Gradient-Free-Optimizers provides a collection of optimization techniques, that do not require the gradient of a given point in the search space to calculate the next one. This makes gradient-free optimization methods capable of performing hyperparameter-optimization of machine learning methods. The optimizers in this package only requires the score of the point to decide which point to evaluate next.

GFOs-design

This package was created as the optimization backend of the Hyperactive package. Therefore the API of Gradient-Free-Optimizers is not designed for easy usage. Hyperactive provides a much simpler user experience. However the separation of Gradient-Free-Optimizers from Hyperactive enables multiple advantages:

• Other developers can easily use GFOs as an optimizaton backend if desired
• Separate and more thorough testing
• Better isolation from the complex information flow in Hyperactive. GFOs only uses positions and scores in a N-dimensional search-space. It returns only the new position after each iteration.
• a smaller and cleaner code base, if you want to explore my implementation of these optimization techniques.

API

GFOs provides a collection of local, global, population-based and sequential optimization techniques:

- HillClimbingOptimizer
- StochasticHillClimbingOptimizer
- TabuOptimizer
- RandomSearchOptimizer
- RandomRestartHillClimbingOptimizer
- RandomAnnealingOptimizer
- SimulatedAnnealingOptimizer
- StochasticTunnelingOptimizer
- ParallelTemperingOptimizer
- ParticleSwarmOptimizer
- EvolutionStrategyOptimizer
- BayesianOptimizer
- TreeStructuredParzenEstimators
- DecisionTreeOptimizer

Class arguments:

- init_positions (List of numpy arrays. Each array is one start point.)
- space_dim (N-dim numpy array. Determines the size of each dimension.)
- opt_para (Dictionary of optimization parameter)

I wanted to design GFOs so that it only takes the most basic information in each iteration step. Every gradient free optimization technique should work by only receiving the score of a position in the search space. The score enables the optimizer to decide where to search next. Additionally, my optimizers also need the iteration number of the current iteration. This is an important design choice to make the usage of single- and population-based optimization techniques the same. The iteration number tells e.g. the EvolutionStrategyOptimizer when to start a new population.

Methods:

- init_pos(nth_init)
- iterate(nth_iter)
- evaluate(score_new)

Usage

import numpy as np
from gradient_free_optimizers import HillClimbingOptimizer

n_iter = 10

# objective function must be provided by user
def get_score(pos_new):
    x1 = pos_new[0]

    return -x1 * x1

# GFOs must know the dimension of the search space and the initial positions 
space_dim = np.array([100]) # This is a 1D search-space with 100 positions to explore
init_positions = [np.array([10])] # GFOs will start at a single position: 10

opt = HillClimbingOptimizer(init_positions, space_dim, opt_para={})

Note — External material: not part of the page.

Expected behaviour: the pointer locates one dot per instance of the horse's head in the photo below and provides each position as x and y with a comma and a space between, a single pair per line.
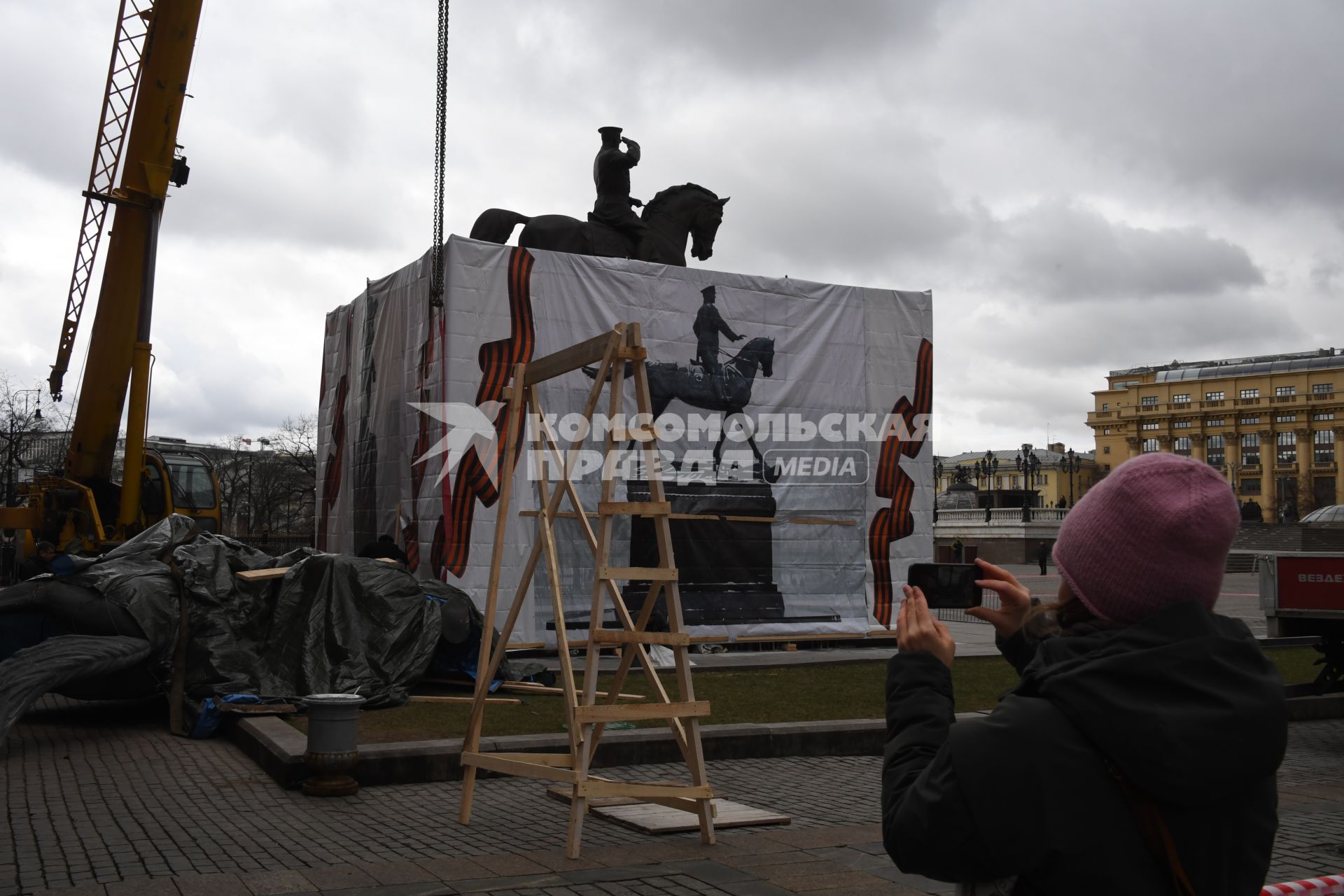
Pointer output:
705, 226
761, 351
696, 211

# Initialize the starting positions in this loop
for nth_init in range(len(init_positions)):
    pos_new = opt.init_pos(nth_init)
    score_new = get_score(pos_new) # score must be provided by objective-function
    opt.evaluate(score_new)

# Optimization iteration
for nth_iter in range(len(init_positions), n_iter):
    pos_new = opt.iterate(nth_iter)
    score_new = get_score(pos_new) # score must be provided by objective-function
    opt.evaluate(score_new)